А в тир уже ввалились два чужака с оружием и бутылем самогона. Один усатый, худой, в картузе и малиновых галифе, другой — краснорожий, мордастый, в бараньей папахе. Глаза у обоих мутные, лица опойные. Одним словом, не то бандиты, не то революционная армия.

Опершись о прилавок, они деловито заряжают разболтанные пневматические ружья, делают первые выстрелы. Аарон суетится рядом. Пульки шлепают по жести, по рисованному фону, отскакивают на пол.

А дети лежат за прилавком на простреливаемой территории и, замерев, при-слушиваются, рассматривают друг друга.

Мордастый, прицелившись, попадает в мельницу. Она завертелась.

— Дывысь, Грыцько! — вскидывается он. — Я ж в зайця стрэляв!

— А ты, Митяй, цель в мельню, враз зайца сшибешь.

Под выстрелы, стрекот вертящихся мельниц, скрежет заваливающихся жирафов и падающих синиц наспех одетая Сара собирает с пола постели. Где надо она пригнется, где надо — проползет. Чего не сделаешь, чтоб только не быть подстреленной.

Ее муж Исаак тоже здесь, вернулся за башмаками. Один нашел, другой еще нет. Двигаясь в пространстве между прилавком и мишенями, он рассеянно, но очень вовремя приседает под выстрелами.

— О! Дывысь, Грыцько! Мышень ходяча! — глядя на Исаака, радуется мордастый.

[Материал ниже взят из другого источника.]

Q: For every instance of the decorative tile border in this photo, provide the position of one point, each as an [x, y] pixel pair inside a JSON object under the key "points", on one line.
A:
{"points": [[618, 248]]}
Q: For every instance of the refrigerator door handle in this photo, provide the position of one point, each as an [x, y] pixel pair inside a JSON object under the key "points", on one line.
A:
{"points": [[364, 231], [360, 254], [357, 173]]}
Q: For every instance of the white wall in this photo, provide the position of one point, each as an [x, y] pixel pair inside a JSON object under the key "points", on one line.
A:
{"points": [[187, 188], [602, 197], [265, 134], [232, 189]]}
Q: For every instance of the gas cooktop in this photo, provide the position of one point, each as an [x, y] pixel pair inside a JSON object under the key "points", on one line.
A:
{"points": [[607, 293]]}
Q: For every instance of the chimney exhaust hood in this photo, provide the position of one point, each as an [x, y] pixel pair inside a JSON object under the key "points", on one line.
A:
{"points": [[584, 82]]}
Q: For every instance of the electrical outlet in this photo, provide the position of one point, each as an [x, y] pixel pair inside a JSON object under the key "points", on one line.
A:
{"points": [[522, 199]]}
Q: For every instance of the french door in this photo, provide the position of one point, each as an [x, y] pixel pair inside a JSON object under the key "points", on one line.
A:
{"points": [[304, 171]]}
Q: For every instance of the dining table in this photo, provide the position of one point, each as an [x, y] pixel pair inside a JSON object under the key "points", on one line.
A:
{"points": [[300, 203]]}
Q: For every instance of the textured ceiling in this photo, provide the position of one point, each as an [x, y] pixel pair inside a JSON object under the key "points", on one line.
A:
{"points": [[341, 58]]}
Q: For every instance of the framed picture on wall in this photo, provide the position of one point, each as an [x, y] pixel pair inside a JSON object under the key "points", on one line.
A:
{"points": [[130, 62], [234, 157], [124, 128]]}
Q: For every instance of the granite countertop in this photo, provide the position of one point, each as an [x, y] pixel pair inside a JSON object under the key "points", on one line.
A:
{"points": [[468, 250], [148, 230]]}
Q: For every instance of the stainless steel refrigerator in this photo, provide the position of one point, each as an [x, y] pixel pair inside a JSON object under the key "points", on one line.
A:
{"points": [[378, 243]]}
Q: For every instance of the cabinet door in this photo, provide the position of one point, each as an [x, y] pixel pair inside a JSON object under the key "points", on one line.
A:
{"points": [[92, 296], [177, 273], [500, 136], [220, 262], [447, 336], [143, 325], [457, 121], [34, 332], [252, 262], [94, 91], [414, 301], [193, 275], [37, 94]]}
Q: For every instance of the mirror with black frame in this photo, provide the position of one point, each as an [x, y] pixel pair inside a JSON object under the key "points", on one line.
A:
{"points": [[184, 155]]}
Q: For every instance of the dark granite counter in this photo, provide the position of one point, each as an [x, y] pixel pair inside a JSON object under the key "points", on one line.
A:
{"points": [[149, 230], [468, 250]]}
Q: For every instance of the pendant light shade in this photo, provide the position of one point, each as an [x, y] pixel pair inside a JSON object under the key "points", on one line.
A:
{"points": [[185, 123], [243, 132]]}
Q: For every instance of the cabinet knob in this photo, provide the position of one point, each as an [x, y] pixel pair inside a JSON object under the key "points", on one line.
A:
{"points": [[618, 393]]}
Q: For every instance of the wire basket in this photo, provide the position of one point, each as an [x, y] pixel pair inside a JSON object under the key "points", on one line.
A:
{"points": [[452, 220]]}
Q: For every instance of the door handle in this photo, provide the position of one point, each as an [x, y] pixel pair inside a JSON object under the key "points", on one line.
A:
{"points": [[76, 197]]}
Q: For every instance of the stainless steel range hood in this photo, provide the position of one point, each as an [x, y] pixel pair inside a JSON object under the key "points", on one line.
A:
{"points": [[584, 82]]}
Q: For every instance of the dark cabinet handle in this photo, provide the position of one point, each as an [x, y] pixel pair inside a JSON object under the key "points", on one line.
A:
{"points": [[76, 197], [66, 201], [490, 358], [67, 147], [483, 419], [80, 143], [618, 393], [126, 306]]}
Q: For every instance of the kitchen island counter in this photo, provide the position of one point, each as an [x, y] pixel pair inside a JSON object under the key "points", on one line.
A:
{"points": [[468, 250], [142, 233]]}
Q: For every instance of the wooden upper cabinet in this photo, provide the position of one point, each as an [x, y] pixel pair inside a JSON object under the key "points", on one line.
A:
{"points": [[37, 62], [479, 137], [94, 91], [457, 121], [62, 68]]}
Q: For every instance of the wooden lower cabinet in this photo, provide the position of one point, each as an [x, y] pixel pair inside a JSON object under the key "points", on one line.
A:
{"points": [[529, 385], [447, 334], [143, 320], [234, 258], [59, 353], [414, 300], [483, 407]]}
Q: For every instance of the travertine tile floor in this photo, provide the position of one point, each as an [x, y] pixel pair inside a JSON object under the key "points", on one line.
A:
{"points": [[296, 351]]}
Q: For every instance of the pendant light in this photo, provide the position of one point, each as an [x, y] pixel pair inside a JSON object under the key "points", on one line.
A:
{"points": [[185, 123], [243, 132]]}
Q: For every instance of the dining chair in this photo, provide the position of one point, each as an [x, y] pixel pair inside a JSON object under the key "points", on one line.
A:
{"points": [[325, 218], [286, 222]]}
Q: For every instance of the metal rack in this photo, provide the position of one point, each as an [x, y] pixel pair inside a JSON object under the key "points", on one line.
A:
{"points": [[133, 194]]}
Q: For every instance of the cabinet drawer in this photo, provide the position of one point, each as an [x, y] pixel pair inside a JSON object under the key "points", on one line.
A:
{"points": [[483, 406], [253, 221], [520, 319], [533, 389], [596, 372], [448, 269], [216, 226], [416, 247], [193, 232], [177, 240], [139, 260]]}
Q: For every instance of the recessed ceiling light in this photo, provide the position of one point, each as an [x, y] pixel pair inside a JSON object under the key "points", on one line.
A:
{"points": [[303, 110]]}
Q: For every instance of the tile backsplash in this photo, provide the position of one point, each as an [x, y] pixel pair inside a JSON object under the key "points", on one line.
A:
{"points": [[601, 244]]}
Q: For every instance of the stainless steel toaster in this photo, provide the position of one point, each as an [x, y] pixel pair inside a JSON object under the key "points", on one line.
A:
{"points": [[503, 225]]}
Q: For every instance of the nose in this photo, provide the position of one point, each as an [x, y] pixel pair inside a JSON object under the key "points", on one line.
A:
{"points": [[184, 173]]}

А хозяин тира Аарон угодливо подвигает им горсточки пулек, как пшеном индюков подкармливает. Шепчет под нос: «…Три дюжины… четыре…» Борода его в утреннем свете кажется рыжей, а глаза зеленые, лукавые.

Жена Аарона Голда высунулась из-за фона, за которым проспала ночь. Она уже в полном параде. Правда, парик из собственных волос съехал на ухо, а на груди на платье расползлась раздавленная слива. Сливу только что выплюнула крошка Цейтл, которая сидит сейчас у Голды на руках.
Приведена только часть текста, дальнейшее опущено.